Sharp losses from oil producers and miners sent the FTSE 100 index firmly through a key level on Wednesday, as investors worried that a key prop for the index could be about to disappear.
The U.K. FTSE 100 index fell 1.7%, or 105.70 points, to 5,952.00, placing the index on track to close under 6,000 for the first time since the end of April.
"A firmer dollar and falls in the oil price caused commodity stocks to weaken. Banks fell further on continuing credit concerns and funding worries and companies trading ex-dividend took 14.8 points off the FTSE value," noted Michael Owens, trader at CMC Markets.
Telecom major Vodafone Group (NYSE:VOD) was among those trading without rights to the latest dividend payout rights on Wednesday, down 4.6%.
In the oil and gas sector, shares of BP fell 3.2%, shares of Royal Dutch Shell (NYSE:RDSA) lost 2.6% and natural gas producer BG Group slid 1.8%.
In the mining sector, shares in BHP Billion lost 2.2%, while shares of Anglo American slid 2.3%.
The losses followed more weakness in oil and gold prices, with light sweet crude futures down 74 cents at $123.58 a barrel in electronic trading and gold futures down $5.30 at $876.30 an ounce.
A weaker dollar has been linked to encouraging investors to buy commodity- price sensitive stocks. However, on Tuesday, U.S. Federal Reserve chairman Ben Bernanke signaled the U.S. could move to support the dollar, which some investors took as a signal that dollar weakness won't be a significant factor in the future, sending crude futures to a near three-week low.
On Wednesday, the dollar edged up 0.2% against sterling to trade at $1.9564.
Companies linked to the housing market were mixed as deal speculation boosted a handful of firms, helping to offset another downbeat prediction for house prices this year.
Shares in mortgage lender Alliance & Leicester rose 3.3% after a report that TPG Group is planning to use its investment in U.K. buy-to-let lender Bradford & Bingley as a springboard to buy stakes in other distressed British financials.
The Daily Telegraph reported, citing unnamed sources, that Paragon and Alliance & Leicester are seen as the most obvious targets.
Paragon shares rose 3.6% outside the top index.
However, homebuilders - a sector that mostly trades in the mid-cap FTSE 250 - fell after UBS warned that U.K. house prices could fall by between 15% and 20%, given the current severe lack of mortgage availability.
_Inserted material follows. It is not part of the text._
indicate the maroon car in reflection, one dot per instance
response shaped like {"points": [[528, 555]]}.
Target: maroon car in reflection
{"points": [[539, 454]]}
UBS cut Bellway (LSE:BWY) , Redrow and Persimmon to sell from neutral
Shares of Bellway (LSE:BWY) dropped 3.1%, Redrow shares lost 5.9% and the only FTSE 100 firm in the sector, Persimmon dropped 2.4%.
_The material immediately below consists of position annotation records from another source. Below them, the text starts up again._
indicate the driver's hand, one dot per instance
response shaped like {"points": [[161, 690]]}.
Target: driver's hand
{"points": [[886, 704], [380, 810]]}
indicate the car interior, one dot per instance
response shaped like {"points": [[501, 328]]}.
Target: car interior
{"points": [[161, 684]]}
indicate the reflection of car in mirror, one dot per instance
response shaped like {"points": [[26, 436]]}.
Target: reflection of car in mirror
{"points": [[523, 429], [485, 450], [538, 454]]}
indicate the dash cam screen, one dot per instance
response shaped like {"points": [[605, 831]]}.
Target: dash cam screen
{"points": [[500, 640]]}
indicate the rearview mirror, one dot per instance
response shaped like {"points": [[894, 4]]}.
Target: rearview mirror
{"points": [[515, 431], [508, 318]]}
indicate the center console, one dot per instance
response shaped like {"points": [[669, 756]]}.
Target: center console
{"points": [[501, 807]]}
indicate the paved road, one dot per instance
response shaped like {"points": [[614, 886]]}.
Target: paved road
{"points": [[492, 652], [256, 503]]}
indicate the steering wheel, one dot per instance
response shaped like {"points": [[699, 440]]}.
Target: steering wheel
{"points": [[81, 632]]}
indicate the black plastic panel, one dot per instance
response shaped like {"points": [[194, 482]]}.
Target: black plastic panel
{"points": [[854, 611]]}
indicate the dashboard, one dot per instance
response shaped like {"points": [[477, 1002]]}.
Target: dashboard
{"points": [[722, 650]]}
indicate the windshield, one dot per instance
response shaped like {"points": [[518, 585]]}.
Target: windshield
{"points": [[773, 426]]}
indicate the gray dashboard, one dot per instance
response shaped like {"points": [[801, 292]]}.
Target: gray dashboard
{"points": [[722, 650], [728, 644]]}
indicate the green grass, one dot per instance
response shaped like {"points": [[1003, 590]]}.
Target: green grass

Other house builders joined in the rout, with shares of Taylor Wimpey down 4% and Barrett Development shares down 7.8%.
"With volume likely to be down by around 30% at least, sector profitability could be put under extreme pressure," the UBS analysts said.
They added that, while the sector discount to historic tangible book value may look attractive at 45%: "we see no positive catalysts with risk of capital raisings."
Adding to the gloom over the domestic economy, data showed that U.K. consumer confidence fell to its weakest level in four years in May.
The purchasing managers index for the British service sector posted a larger- than-expected drop in May, news reports said, falling to 49.8 from a reading of 50.4 in April. Any figure below 50 indicates contraction.
Elsewhere, shares of online betting group Sportingbet climbed 4.2%.
Sportingbet returned to profit in its latest quarter, but it indicated that legal uncertainties over Internet betting are far from resolved, with two employees still in custody and talks with U.S. authorities continuing.